The outstanding feature of the enterococci is their high and increasing levels of resistance to antimicrobial agents. Their inherent relative resistance to most β-lactams, complete resistance to all cephalosporins, and high-level resistance to aminoglycosides can be viewed as a kind of virulence factor in the hospital environment where these agents are widely used. Enterococci also have particularly efficient means of acquiring plasmid and transposon resistance genes from themselves and other species. All enterococci require 4 to 16 μg/mL of penicillin for inhibition owing to decreased affinity of their PBPs for all β-lactams. Higher levels of resistance have been increasing, especially in E faecium, owing to altered PBPs. Ampicillin remains the most consistently active agent against E faecalis.

Enterococci share with streptococci a resistance to aminoglycosides based on failure of the antibiotic to be actively transported into the cell. Despite this, many strains of enterococci are inhibited and rapidly killed by low concentrations of penicillin when combined with an aminoglycoside. Under these conditions, the action of penicillin on the cell wall allows the aminoglycoside to enter the cell, where it can then act at its ribosomal site. Some strains show high-level resistance to aminoglycosides based on mutations at the ribosomal binding site or the presence of aminoglycoside-inactivating enzymes. These strains do not demonstrate synergistic effects with penicillin.

Recently, resistance to vancomycin, the antibiotic most used for ampicillin-resistant strains of enterococci has emerged. Vancomycin resistance is due to a subtle change in peptidoglycan precursors, which are generated by ligases that modify the terminal amino acids of cross-linking side chains at the point where β-lactams bind. The modifications decrease the binding affinity for penicillins 1000-fold without a detectable loss in peptidoglycan strength. Although hospitals vary, the average rate of resistance in enterococci isolated from intensive care units is around 20%. Enterococci are intrinsically resistant to sulfonamides and often resistant to tetracyclines and erythromycin.
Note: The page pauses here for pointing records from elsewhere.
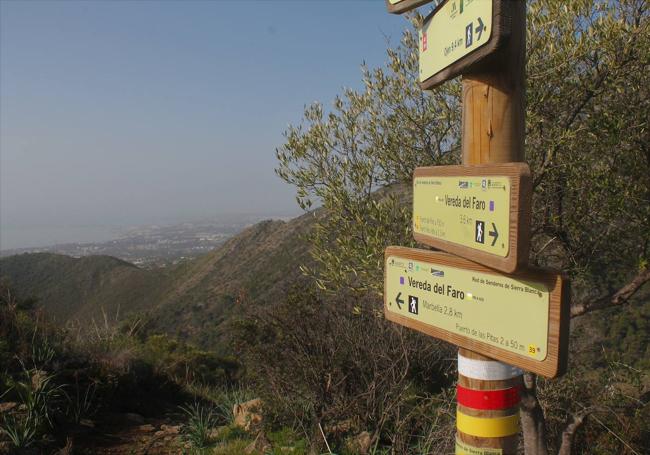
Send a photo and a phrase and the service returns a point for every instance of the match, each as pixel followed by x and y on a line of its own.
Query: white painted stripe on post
pixel 487 370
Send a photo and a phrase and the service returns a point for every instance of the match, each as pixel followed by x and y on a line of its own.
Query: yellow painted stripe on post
pixel 487 427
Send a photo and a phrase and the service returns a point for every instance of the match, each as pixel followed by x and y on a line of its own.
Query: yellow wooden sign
pixel 512 318
pixel 456 29
pixel 459 34
pixel 470 211
pixel 480 212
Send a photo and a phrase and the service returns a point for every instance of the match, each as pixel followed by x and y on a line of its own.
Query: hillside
pixel 81 288
pixel 191 298
pixel 254 267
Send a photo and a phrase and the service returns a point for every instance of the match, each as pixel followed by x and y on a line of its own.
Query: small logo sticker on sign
pixel 413 304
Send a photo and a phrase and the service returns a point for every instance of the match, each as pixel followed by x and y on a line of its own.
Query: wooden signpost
pixel 522 317
pixel 458 35
pixel 515 318
pixel 480 213
pixel 402 6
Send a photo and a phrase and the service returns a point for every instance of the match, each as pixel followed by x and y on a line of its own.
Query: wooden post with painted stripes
pixel 493 132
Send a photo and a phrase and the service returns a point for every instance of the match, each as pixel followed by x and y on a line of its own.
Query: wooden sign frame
pixel 405 5
pixel 499 34
pixel 553 365
pixel 519 220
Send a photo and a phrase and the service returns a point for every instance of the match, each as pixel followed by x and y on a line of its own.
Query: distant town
pixel 157 246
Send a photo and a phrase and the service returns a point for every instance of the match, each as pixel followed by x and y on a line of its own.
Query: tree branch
pixel 620 297
pixel 531 414
pixel 569 433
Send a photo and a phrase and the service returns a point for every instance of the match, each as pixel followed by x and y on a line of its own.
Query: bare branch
pixel 620 297
pixel 532 418
pixel 569 433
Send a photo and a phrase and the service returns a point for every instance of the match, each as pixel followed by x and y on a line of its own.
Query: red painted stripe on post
pixel 488 399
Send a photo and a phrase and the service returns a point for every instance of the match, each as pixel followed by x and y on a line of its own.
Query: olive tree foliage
pixel 586 142
pixel 369 139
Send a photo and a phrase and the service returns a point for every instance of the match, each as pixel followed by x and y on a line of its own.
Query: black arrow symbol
pixel 494 234
pixel 399 301
pixel 480 29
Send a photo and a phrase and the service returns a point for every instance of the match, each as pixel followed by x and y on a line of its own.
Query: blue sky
pixel 123 112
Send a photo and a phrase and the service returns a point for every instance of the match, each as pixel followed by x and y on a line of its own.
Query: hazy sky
pixel 122 112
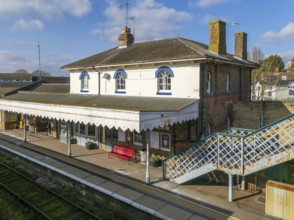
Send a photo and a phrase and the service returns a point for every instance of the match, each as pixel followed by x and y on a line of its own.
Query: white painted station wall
pixel 143 82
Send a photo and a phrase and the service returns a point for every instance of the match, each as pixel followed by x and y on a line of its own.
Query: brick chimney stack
pixel 217 37
pixel 125 39
pixel 241 45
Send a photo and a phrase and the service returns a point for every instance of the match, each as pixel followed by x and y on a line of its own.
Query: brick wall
pixel 247 114
pixel 218 106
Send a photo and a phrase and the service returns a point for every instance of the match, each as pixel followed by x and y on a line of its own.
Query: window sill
pixel 163 93
pixel 120 92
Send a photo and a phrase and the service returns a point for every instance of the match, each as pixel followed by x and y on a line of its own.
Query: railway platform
pixel 160 198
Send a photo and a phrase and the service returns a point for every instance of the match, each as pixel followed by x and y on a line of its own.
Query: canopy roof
pixel 133 113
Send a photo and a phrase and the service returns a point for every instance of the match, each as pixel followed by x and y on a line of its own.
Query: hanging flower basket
pixel 155 160
pixel 90 145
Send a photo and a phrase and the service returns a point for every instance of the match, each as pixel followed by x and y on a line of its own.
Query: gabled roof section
pixel 167 50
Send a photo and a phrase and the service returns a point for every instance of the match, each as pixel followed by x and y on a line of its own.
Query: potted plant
pixel 73 140
pixel 155 160
pixel 90 145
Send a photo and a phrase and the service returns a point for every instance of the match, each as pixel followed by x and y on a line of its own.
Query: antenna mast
pixel 39 53
pixel 127 12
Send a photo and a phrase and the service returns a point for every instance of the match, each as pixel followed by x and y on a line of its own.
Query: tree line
pixel 267 74
pixel 34 73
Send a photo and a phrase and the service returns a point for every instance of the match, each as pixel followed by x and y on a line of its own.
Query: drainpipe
pixel 68 138
pixel 147 156
pixel 24 127
pixel 99 79
pixel 230 188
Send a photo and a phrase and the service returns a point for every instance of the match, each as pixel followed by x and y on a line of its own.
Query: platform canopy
pixel 133 113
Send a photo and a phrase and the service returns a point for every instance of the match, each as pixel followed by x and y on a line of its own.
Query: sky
pixel 69 30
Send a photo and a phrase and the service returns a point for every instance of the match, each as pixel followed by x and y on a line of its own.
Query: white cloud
pixel 207 18
pixel 153 20
pixel 10 62
pixel 207 3
pixel 23 25
pixel 43 8
pixel 286 33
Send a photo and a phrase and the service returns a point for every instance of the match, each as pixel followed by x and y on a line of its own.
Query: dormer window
pixel 164 75
pixel 84 78
pixel 120 80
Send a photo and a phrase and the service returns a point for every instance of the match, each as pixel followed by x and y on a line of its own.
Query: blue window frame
pixel 120 81
pixel 164 75
pixel 84 78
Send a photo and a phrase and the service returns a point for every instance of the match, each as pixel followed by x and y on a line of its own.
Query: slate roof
pixel 9 87
pixel 143 104
pixel 53 88
pixel 173 49
pixel 16 76
pixel 55 79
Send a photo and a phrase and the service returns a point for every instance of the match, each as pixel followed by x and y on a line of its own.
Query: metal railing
pixel 236 151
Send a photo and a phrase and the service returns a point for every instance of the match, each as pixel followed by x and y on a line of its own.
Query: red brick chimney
pixel 241 45
pixel 217 37
pixel 125 38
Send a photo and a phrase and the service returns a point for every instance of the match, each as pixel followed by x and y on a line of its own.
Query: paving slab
pixel 151 202
pixel 175 213
pixel 129 194
pixel 113 187
pixel 95 180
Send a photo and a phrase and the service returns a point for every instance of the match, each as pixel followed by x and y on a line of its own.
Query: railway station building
pixel 175 91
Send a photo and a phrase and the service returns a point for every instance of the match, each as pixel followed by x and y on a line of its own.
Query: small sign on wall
pixel 121 135
pixel 165 142
pixel 154 140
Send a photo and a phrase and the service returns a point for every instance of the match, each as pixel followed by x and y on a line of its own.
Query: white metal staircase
pixel 235 151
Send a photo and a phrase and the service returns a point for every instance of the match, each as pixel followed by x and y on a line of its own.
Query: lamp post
pixel 147 155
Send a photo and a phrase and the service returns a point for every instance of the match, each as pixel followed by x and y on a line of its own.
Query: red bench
pixel 122 152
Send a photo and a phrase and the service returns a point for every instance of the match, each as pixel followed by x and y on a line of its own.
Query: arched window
pixel 120 80
pixel 84 77
pixel 228 89
pixel 208 83
pixel 164 75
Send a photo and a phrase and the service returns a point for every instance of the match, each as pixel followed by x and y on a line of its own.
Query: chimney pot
pixel 125 38
pixel 241 45
pixel 217 37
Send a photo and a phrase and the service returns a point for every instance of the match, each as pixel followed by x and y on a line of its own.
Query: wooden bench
pixel 122 152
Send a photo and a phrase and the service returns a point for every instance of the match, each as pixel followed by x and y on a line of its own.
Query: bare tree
pixel 257 55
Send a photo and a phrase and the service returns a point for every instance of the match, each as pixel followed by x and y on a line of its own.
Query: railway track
pixel 44 202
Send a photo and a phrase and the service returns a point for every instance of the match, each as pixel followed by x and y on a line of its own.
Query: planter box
pixel 155 164
pixel 73 141
pixel 90 146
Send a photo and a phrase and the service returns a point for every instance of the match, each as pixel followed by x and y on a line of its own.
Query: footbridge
pixel 235 151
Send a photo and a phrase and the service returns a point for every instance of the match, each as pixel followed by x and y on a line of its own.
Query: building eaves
pixel 159 51
pixel 141 104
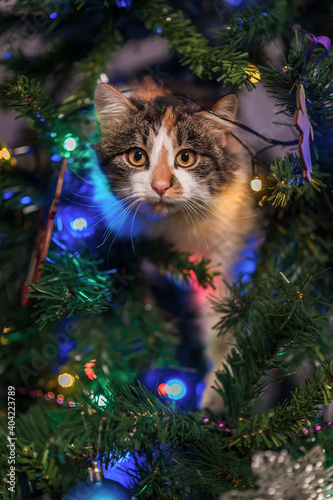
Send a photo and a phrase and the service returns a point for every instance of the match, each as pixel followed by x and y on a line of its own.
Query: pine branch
pixel 181 265
pixel 278 327
pixel 73 287
pixel 313 73
pixel 288 179
pixel 29 99
pixel 229 65
pixel 273 428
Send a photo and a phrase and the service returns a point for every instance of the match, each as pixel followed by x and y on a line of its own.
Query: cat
pixel 185 177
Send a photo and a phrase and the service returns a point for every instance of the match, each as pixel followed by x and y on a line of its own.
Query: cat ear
pixel 110 105
pixel 226 107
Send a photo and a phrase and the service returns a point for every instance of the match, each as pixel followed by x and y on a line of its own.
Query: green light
pixel 70 144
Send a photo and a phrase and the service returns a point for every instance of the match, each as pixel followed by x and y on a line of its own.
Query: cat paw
pixel 210 398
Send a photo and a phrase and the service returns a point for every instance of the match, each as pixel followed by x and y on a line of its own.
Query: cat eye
pixel 186 158
pixel 137 157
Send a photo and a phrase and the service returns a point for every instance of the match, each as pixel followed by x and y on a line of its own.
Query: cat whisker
pixel 126 212
pixel 112 224
pixel 136 211
pixel 191 209
pixel 218 216
pixel 220 231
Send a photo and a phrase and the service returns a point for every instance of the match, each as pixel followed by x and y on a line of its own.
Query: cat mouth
pixel 161 207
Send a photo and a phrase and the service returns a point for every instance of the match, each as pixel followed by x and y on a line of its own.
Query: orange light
pixel 66 379
pixel 89 369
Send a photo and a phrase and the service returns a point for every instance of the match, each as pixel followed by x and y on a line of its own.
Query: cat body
pixel 184 178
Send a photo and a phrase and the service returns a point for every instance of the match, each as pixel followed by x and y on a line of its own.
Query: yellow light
pixel 254 73
pixel 5 154
pixel 66 380
pixel 256 184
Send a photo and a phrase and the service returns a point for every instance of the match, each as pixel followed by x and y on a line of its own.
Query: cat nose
pixel 161 187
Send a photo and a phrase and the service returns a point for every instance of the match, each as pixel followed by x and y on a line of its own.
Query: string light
pixel 101 400
pixel 79 224
pixel 256 184
pixel 175 389
pixel 5 153
pixel 66 380
pixel 70 144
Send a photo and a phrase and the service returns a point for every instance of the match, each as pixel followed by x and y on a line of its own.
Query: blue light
pixel 25 200
pixel 79 224
pixel 175 389
pixel 101 400
pixel 8 195
pixel 70 144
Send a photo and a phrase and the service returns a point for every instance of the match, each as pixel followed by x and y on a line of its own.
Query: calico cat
pixel 180 171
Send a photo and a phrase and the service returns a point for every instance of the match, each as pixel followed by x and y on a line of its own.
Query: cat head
pixel 161 152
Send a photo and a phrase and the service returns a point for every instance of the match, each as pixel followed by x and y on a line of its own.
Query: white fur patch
pixel 192 189
pixel 161 139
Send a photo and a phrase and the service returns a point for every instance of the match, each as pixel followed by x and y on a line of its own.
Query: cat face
pixel 162 153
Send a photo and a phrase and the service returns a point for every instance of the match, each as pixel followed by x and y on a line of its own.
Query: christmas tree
pixel 97 374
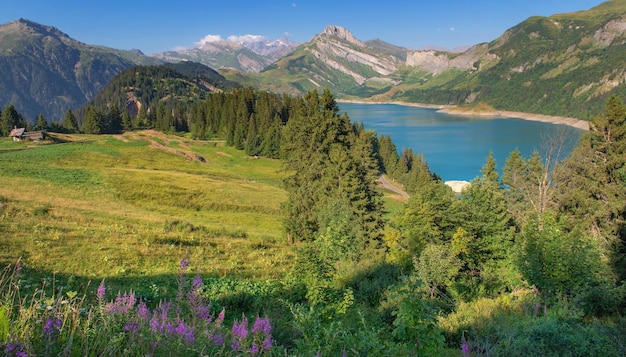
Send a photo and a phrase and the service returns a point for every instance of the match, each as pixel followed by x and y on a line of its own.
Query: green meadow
pixel 128 207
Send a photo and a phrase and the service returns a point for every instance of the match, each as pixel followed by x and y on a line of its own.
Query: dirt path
pixel 389 186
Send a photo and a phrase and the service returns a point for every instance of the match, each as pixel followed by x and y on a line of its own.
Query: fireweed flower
pixel 101 291
pixel 268 342
pixel 142 311
pixel 240 333
pixel 218 339
pixel 132 327
pixel 15 349
pixel 262 325
pixel 254 349
pixel 51 328
pixel 220 318
pixel 465 350
pixel 196 284
pixel 184 264
pixel 185 332
pixel 123 304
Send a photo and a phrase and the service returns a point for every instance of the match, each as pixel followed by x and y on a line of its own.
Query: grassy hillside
pixel 131 206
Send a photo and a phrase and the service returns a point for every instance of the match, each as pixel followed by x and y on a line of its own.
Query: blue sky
pixel 157 26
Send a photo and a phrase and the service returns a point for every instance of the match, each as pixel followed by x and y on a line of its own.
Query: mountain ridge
pixel 44 71
pixel 564 64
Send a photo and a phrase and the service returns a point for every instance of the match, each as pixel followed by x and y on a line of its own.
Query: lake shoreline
pixel 454 110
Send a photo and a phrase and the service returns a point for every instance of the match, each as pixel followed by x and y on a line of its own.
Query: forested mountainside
pixel 566 64
pixel 144 93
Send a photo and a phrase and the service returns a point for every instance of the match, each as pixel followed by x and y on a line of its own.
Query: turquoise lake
pixel 456 147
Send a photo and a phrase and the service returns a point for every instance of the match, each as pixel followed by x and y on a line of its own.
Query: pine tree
pixel 93 121
pixel 69 122
pixel 9 119
pixel 41 123
pixel 127 122
pixel 592 195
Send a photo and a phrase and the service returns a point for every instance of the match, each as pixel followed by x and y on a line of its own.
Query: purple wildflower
pixel 268 342
pixel 132 327
pixel 15 349
pixel 465 350
pixel 240 330
pixel 218 339
pixel 184 264
pixel 254 349
pixel 51 328
pixel 203 312
pixel 101 291
pixel 464 346
pixel 262 325
pixel 185 332
pixel 196 284
pixel 142 311
pixel 235 346
pixel 240 333
pixel 220 318
pixel 123 304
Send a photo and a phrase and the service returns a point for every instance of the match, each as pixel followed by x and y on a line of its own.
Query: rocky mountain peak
pixel 341 33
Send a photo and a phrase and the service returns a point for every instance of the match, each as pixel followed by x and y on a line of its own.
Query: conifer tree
pixel 93 121
pixel 69 122
pixel 41 123
pixel 9 119
pixel 593 192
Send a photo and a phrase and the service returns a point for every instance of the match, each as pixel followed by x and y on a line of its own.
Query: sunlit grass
pixel 121 206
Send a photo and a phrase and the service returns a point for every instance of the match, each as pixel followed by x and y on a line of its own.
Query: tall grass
pixel 123 209
pixel 56 322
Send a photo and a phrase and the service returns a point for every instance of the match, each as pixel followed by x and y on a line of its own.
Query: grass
pixel 125 208
pixel 128 207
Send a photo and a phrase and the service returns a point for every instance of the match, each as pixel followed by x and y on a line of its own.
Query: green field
pixel 129 207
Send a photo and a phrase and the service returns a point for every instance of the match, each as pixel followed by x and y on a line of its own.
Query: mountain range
pixel 566 64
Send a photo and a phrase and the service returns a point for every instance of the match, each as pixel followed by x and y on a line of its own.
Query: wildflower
pixel 185 332
pixel 220 318
pixel 262 325
pixel 142 311
pixel 51 328
pixel 240 330
pixel 123 304
pixel 184 264
pixel 464 346
pixel 196 284
pixel 101 291
pixel 15 349
pixel 254 349
pixel 218 339
pixel 240 333
pixel 465 350
pixel 268 342
pixel 132 327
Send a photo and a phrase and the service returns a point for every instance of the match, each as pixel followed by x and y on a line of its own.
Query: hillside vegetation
pixel 131 206
pixel 189 239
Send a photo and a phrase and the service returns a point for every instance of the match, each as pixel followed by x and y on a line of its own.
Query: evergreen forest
pixel 528 263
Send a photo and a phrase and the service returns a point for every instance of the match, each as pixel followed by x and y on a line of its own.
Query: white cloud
pixel 246 38
pixel 207 39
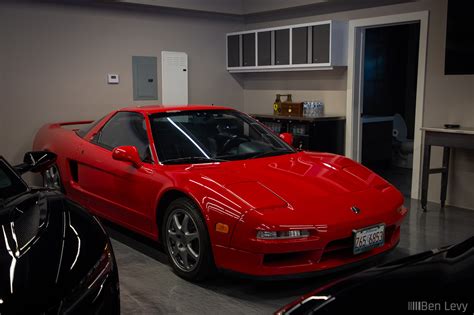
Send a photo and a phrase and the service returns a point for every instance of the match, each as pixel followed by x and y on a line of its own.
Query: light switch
pixel 112 78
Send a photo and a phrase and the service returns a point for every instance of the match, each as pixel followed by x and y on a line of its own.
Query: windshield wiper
pixel 272 153
pixel 192 159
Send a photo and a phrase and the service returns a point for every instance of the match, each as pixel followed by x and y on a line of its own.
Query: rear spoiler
pixel 69 123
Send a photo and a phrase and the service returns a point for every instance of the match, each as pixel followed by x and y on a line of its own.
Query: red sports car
pixel 220 190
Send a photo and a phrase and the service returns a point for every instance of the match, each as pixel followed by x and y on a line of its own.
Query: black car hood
pixel 440 276
pixel 42 241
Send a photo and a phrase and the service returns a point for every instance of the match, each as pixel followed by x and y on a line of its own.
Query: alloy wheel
pixel 183 240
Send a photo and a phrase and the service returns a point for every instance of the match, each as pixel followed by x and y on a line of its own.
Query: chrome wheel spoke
pixel 172 235
pixel 184 225
pixel 183 254
pixel 190 236
pixel 183 240
pixel 192 253
pixel 176 223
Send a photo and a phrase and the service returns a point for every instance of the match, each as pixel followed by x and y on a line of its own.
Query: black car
pixel 55 257
pixel 439 281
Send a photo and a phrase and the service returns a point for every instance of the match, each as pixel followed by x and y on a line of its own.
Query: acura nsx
pixel 222 191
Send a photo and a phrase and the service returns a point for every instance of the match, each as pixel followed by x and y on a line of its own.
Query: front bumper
pixel 296 262
pixel 323 251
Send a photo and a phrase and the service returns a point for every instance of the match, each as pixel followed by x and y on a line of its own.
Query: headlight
pixel 269 235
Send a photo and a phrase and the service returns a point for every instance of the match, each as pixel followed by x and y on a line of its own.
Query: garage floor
pixel 148 285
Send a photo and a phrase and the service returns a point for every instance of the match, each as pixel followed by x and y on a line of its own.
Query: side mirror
pixel 287 137
pixel 127 153
pixel 36 161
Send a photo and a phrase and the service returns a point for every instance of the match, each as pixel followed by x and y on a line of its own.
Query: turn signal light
pixel 402 210
pixel 222 228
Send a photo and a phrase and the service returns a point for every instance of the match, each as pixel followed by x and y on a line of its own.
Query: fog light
pixel 282 234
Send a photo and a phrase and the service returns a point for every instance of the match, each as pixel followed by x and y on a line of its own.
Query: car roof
pixel 152 109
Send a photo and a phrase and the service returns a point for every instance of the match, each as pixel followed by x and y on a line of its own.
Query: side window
pixel 125 128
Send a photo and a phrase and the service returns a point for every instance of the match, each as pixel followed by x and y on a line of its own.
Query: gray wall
pixel 447 98
pixel 54 61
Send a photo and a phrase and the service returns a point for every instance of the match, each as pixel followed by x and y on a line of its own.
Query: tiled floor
pixel 148 285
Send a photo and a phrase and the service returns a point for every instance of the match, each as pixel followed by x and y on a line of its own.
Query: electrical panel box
pixel 174 78
pixel 144 78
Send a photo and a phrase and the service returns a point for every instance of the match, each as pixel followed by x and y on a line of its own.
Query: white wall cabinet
pixel 310 46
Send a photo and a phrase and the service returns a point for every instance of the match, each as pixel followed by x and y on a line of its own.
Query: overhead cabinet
pixel 311 46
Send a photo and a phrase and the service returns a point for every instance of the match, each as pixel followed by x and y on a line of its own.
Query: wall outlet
pixel 112 78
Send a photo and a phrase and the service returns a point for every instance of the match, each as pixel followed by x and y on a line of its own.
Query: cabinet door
pixel 300 45
pixel 321 43
pixel 233 51
pixel 282 47
pixel 264 48
pixel 248 45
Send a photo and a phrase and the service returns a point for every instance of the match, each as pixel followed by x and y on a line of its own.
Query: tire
pixel 52 178
pixel 186 241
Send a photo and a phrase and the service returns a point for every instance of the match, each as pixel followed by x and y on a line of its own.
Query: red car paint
pixel 303 190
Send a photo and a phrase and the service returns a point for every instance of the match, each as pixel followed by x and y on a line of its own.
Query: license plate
pixel 368 238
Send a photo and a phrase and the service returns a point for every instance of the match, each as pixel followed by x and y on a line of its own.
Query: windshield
pixel 212 135
pixel 10 184
pixel 82 132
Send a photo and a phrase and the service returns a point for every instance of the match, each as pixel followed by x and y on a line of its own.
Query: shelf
pixel 300 47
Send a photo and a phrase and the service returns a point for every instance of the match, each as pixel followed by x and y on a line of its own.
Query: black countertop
pixel 299 118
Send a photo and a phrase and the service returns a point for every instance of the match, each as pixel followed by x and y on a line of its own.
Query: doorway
pixel 389 73
pixel 397 108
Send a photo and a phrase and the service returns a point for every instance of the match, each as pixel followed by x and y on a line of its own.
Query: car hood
pixel 302 181
pixel 40 251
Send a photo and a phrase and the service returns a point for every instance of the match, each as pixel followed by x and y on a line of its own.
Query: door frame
pixel 353 122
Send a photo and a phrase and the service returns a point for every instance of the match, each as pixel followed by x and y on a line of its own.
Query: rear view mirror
pixel 127 153
pixel 287 137
pixel 36 161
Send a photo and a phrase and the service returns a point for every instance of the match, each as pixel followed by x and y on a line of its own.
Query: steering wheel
pixel 234 141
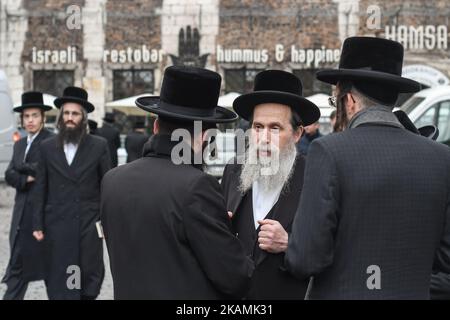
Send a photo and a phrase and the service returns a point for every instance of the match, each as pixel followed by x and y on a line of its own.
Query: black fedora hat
pixel 32 99
pixel 372 63
pixel 109 117
pixel 276 86
pixel 188 94
pixel 76 95
pixel 93 125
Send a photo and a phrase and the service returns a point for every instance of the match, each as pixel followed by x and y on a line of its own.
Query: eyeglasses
pixel 73 113
pixel 332 101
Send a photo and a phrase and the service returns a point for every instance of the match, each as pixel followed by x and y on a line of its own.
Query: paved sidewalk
pixel 36 290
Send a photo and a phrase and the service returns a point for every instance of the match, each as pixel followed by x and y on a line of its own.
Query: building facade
pixel 117 49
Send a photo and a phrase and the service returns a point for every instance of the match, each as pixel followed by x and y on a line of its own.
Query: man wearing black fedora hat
pixel 374 217
pixel 112 135
pixel 68 186
pixel 25 262
pixel 263 204
pixel 166 227
pixel 134 142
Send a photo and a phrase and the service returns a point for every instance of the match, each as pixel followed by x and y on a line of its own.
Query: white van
pixel 8 129
pixel 431 106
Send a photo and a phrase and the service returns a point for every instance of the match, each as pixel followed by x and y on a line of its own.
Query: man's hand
pixel 272 237
pixel 38 235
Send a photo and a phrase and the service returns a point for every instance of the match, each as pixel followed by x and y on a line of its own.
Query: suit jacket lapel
pixel 286 206
pixel 80 155
pixel 288 201
pixel 235 196
pixel 41 136
pixel 21 150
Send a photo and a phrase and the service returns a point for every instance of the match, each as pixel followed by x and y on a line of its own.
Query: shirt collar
pixel 375 115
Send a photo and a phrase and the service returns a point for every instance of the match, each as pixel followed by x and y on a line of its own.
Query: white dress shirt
pixel 70 150
pixel 30 140
pixel 263 201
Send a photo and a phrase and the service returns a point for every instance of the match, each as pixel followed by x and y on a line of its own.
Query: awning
pixel 128 106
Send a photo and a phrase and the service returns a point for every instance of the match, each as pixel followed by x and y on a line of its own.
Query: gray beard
pixel 268 178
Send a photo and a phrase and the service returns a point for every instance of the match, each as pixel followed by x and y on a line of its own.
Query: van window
pixel 428 117
pixel 444 122
pixel 411 104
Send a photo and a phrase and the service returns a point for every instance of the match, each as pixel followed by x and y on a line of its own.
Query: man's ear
pixel 298 133
pixel 350 104
pixel 156 126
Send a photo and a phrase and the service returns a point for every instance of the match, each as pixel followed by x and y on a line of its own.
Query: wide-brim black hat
pixel 188 94
pixel 109 117
pixel 276 86
pixel 76 95
pixel 371 61
pixel 32 99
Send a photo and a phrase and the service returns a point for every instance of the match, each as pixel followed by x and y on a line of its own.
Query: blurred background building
pixel 118 49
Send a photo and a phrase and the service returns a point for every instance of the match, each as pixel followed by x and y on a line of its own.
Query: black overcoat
pixel 68 212
pixel 167 231
pixel 374 216
pixel 270 279
pixel 20 236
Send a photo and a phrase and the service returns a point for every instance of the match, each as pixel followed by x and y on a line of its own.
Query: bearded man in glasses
pixel 374 216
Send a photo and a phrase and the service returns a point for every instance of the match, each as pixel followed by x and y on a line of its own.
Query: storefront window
pixel 52 81
pixel 128 83
pixel 310 84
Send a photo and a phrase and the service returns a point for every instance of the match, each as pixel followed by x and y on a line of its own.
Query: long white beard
pixel 271 172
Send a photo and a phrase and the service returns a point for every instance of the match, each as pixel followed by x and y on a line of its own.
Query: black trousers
pixel 17 286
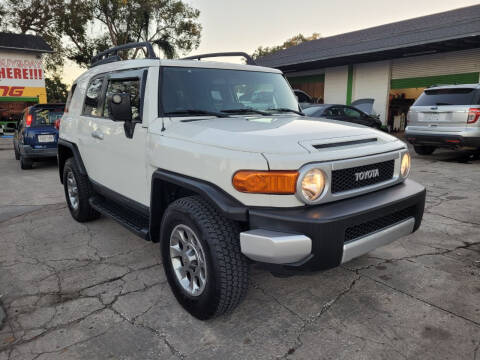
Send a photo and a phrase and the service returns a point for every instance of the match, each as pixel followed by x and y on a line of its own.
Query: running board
pixel 130 219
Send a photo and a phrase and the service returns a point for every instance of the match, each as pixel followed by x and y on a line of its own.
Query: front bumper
pixel 325 236
pixel 30 152
pixel 443 140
Ampicillin remains the agent of choice for most UTIs and minor soft tissue infections. More severe infections, particularly endocarditis, are usually treated with combinations of a penicillin and aminoglycoside. Vancomycin is used for ampicillin-resistant strains in combination with other agents, as guided by susceptibility testing. If the strain is vancomycin resistant, linezolid is an alternative.